The court provided an in-depth consideration of the law relating to delay. The court noted that there was an inherent jurisdiction to strike out a claim even if it was brought within the statutory framework (Toal v. Duignan (No. 1) [1991] I.L.R.M. 135; Toal v. Duignan (No. 2) [1991] I.L.R.M. 140). Further, the court referred to Cassidy v. The Provincialate, where it was said that the O’Domhnaill principles could apply if there was no culpable delay by the plaintiff.

The court held that there was no culpable delay by the plaintiff in the present case. It was said that the plaintiff could never have brought the proceedings herself and required her mother to act as next friend. While there was no explanation for the delay in issuing proceedings, this did not automatically mean that there was culpable delay.

The court also considered Nash v. DPP [2015] IESC 32 in detail, which stated that there was a high constitutional value on proceedings being determined on the merits and that the key consideration was whether a trial on the merits would be unfair. It was noted that there will rarely be a perfect trial with all theoretical evidence is available.

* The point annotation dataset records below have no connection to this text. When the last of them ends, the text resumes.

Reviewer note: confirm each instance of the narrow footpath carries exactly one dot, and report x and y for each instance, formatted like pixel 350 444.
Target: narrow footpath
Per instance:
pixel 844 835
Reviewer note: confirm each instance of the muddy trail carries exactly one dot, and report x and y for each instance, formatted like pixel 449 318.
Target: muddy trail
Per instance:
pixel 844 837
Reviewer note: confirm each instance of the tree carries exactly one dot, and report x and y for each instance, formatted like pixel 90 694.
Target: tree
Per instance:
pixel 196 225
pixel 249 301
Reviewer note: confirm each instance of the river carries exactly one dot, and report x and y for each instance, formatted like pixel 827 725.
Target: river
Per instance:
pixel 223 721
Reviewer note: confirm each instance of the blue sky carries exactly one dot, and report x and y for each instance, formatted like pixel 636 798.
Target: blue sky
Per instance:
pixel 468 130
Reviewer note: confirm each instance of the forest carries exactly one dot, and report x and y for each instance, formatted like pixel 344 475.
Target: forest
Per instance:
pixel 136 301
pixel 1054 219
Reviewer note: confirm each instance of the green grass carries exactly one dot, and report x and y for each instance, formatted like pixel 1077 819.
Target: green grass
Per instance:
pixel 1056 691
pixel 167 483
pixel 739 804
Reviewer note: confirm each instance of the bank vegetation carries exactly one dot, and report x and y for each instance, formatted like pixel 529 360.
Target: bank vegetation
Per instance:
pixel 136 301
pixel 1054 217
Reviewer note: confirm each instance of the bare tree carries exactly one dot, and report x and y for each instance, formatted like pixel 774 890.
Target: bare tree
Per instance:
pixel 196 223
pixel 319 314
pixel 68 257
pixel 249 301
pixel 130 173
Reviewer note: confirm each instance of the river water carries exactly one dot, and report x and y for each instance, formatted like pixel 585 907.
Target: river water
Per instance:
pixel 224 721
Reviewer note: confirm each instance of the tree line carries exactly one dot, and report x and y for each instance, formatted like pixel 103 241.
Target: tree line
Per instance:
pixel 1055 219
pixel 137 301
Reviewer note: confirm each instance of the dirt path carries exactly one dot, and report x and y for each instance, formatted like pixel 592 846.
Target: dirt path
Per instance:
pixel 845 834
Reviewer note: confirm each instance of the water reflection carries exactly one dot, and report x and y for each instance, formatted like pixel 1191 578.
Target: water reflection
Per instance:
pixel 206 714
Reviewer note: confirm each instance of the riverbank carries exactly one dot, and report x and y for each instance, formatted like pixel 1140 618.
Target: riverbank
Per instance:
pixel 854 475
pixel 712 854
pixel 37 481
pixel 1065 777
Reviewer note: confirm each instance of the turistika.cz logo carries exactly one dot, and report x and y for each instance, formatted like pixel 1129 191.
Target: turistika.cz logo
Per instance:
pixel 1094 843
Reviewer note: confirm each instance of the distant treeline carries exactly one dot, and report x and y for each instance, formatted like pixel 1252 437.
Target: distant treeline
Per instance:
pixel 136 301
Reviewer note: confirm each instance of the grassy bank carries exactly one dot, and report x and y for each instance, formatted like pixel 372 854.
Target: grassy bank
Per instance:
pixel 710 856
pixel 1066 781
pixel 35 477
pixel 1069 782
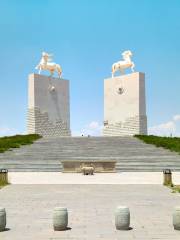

Applying the cases to the facts, the court considered each of the HSE’s complaints in turn. First, the court said that, while the HSE may have adopted a humane approach to dealing with Nurse Anthony, there was no evidence that she was unavailable for trial. The court also accepted that the inconsistencies in Nurse Cox’s interviews were not the result of the passage of time.

In respect of the deceased GP, it was held that his involvement was peripheral to the case. He was simply consulted at the time of transfer to St. Joseph’s and therefore, the unavailability of his evidence would not lead to an unfair trial.

The court considered conflicting expert reports regarding the lost St Joseph’s records, with the HSE’s expert arguing that the records were integral to assessing the plaintiff’s injury. However, the court held that there were medical records available, including a discharge report from Ardkeen. While this was not perfect evidence, it did not mean that there was a risk of an unfair trial.

It was held that the plaintiff was relying heavily on the available records to ground her case, and the objections by the HSE failed to adequately engage with these records. Accordingly, the HSE failed to establish that there was a substantial risk of an unfair trial.


The court upheld the ruling of the trial judge to refuse the application.